And suddenly the memory revealed itself. The taste was that of the little piece of madeleine which on Sunday mornings at Combray (because on those mornings I did not go out before mass), when I went to say good morning to her in her bedroom, my aunt Léonie used to give me, dipping it first in her own cup of tea or tisane. The sight of the little madeleine had recalled nothing to my mind before I tasted it; . . . . But when from a long-distant past nothing subsists, after the people are dead, after the things are broken and scattered, taste and smell alone, more fragile but more enduring, more unsubstantial, more persistent, more faithful, remain poised a long time, like souls, remembering, waiting, hoping, amid the ruins of all the rest; and bear unflinchingly, in the tiny and almost impalpable drop of their essence, the vast structure of recollection.
— from Remembrance of Things Past, by Marcel Proust (aka The Cookie)
Today’s Writing Group prompt: Do you have any foods that are tied to specific memories or emotions?
Huh. The title of this prompt was Eat Your Feelings, which is an actual thing that I do, so at first I was thrown by the substance of the prompt. But then I remembered that just last Sunday, on my birthday, driving home from dinner at the tapas restaurant where David and I had our first date, I posted this on Facebook:
It’s amazing how a piece of crusty bread with chorizo and manchego can so thoroughly transport me back to Spain. Proust was on to something.
So of course there could be no other quote to head this post. I’m telling you, I sighed audibly when I took my first bite last weekend. And really, I don’t even need the chorizo or the manchego. Sometimes just olive oil, with a little salt and pepper, for dipping. And sometimes just the bread is enough to send me back, especially when it’s still warm.
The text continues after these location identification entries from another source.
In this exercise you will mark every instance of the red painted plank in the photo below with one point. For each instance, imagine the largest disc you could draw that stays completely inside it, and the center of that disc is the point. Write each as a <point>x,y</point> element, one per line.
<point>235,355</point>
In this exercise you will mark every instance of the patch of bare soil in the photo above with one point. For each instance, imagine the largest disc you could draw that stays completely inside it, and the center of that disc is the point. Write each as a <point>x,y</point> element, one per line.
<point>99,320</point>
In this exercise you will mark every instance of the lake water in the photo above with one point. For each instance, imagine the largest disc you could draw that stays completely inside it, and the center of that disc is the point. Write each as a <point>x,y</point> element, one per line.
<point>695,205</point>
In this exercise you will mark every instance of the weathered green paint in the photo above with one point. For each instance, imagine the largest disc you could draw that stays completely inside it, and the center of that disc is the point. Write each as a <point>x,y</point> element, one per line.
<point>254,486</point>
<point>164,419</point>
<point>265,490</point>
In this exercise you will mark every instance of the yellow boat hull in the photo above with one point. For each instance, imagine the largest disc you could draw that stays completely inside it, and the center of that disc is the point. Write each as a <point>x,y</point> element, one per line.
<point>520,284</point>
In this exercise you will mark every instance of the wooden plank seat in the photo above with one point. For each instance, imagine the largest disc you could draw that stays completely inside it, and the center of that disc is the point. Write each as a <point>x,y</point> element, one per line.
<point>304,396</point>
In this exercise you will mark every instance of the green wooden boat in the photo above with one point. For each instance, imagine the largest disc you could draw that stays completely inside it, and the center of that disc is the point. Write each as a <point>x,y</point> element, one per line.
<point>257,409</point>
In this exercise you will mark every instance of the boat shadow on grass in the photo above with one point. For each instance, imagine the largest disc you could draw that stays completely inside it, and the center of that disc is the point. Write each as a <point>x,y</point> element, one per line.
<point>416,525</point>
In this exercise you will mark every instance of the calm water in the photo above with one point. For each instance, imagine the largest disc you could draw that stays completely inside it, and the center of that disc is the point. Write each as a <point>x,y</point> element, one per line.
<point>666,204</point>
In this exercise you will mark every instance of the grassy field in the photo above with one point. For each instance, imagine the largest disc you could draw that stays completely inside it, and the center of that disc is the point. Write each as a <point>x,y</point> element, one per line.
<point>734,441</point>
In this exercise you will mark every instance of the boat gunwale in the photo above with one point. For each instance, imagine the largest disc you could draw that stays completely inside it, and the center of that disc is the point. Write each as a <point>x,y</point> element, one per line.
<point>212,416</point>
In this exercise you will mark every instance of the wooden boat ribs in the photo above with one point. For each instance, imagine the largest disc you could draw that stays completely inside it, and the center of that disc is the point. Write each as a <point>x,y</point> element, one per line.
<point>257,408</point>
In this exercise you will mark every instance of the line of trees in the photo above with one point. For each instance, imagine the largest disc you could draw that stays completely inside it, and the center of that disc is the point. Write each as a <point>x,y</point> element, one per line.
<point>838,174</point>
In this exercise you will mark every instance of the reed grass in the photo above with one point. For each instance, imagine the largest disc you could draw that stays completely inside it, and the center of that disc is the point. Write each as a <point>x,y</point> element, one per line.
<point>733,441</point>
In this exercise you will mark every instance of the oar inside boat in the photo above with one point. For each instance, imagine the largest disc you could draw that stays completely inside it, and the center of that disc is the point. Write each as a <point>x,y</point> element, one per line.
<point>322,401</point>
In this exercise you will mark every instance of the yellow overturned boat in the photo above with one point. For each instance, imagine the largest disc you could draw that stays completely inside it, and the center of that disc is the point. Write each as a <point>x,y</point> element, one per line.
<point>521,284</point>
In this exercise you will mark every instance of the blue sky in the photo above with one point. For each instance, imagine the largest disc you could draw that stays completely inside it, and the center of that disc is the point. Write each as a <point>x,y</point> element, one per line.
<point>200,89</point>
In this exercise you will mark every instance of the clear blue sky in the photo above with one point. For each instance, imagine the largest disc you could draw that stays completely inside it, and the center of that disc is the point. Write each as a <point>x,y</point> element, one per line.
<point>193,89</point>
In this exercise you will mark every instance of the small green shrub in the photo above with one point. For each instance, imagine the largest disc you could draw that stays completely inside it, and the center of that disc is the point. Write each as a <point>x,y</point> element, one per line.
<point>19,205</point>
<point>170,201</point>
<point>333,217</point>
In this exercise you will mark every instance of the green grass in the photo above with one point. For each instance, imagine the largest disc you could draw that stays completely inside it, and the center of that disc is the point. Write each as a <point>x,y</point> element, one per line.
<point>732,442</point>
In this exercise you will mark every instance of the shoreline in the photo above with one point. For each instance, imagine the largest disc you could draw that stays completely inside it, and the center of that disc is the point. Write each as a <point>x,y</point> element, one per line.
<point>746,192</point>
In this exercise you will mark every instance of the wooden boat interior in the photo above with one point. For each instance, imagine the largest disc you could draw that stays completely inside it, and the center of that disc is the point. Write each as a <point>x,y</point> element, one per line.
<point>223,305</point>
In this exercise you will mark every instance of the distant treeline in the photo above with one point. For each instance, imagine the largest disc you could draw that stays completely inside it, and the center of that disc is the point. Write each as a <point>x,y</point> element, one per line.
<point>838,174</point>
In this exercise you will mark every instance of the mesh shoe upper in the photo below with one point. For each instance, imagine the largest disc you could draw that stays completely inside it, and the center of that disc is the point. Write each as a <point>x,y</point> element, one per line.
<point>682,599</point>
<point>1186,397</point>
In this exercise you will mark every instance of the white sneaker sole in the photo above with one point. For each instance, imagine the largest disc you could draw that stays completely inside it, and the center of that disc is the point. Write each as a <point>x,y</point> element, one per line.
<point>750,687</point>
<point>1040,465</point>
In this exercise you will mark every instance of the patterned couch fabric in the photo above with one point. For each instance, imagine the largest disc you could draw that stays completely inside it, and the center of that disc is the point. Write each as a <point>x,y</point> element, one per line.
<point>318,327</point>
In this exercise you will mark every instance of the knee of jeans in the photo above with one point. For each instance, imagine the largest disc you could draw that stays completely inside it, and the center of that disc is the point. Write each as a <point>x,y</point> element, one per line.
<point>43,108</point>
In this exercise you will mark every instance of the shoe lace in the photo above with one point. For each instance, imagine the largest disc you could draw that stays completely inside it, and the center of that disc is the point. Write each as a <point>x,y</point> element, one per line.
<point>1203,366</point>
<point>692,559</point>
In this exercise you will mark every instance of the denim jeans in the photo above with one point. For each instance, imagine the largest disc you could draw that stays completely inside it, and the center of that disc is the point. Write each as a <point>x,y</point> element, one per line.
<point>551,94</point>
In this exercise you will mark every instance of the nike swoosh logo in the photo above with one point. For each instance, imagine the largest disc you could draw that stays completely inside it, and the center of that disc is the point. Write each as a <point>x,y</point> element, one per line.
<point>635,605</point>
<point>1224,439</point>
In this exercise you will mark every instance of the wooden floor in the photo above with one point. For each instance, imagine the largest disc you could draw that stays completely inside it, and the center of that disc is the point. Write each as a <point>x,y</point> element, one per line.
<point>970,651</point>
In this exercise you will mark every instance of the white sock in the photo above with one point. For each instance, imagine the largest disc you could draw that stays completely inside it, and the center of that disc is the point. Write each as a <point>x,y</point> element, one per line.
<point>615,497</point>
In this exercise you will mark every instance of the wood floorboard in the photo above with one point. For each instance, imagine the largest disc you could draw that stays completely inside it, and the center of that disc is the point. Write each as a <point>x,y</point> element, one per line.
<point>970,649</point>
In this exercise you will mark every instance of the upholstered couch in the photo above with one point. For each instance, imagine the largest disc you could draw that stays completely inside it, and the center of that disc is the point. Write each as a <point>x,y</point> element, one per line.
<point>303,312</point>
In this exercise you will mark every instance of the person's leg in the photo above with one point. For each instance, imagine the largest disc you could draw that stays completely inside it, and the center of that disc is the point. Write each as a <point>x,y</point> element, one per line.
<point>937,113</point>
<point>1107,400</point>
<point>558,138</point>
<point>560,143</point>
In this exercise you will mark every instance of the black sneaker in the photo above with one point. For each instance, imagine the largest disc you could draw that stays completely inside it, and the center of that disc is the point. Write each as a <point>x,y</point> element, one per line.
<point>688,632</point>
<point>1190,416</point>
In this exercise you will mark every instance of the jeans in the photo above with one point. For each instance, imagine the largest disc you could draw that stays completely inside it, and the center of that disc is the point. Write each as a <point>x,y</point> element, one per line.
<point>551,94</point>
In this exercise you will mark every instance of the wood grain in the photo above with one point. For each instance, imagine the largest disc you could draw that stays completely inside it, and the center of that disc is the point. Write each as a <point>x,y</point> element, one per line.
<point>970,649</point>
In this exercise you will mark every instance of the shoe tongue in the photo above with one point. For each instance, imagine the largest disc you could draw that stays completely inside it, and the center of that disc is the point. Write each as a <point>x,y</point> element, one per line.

One of my favorite things in the whole world to do with the crusty bread is something I discovered in Spain: pan con tomate (I almost wish I could reuse the quote from that post for this one – too perfect). Trust me on this one. This is the dish that brings me most immediately back to Spain – to so many tiny restaurants in Barcelona where I had it for the first time, to Salamanca where I made all my new study abroad friends try it and felt like a native, to a private room at a restaurant way up in the hills way outside Barcelona with one old friend and 12 new ones where I had it for the last time in Spain. I’m tearing up just thinking about the last one now – I remember sitting there that night, listening to five different conversations floating around me – in both Spanish and Catalan – drinking wine, sharing bread (I don’t even remember what else we ate), laughing so loud, thinking how lucky I was and how I’d always remember that moment.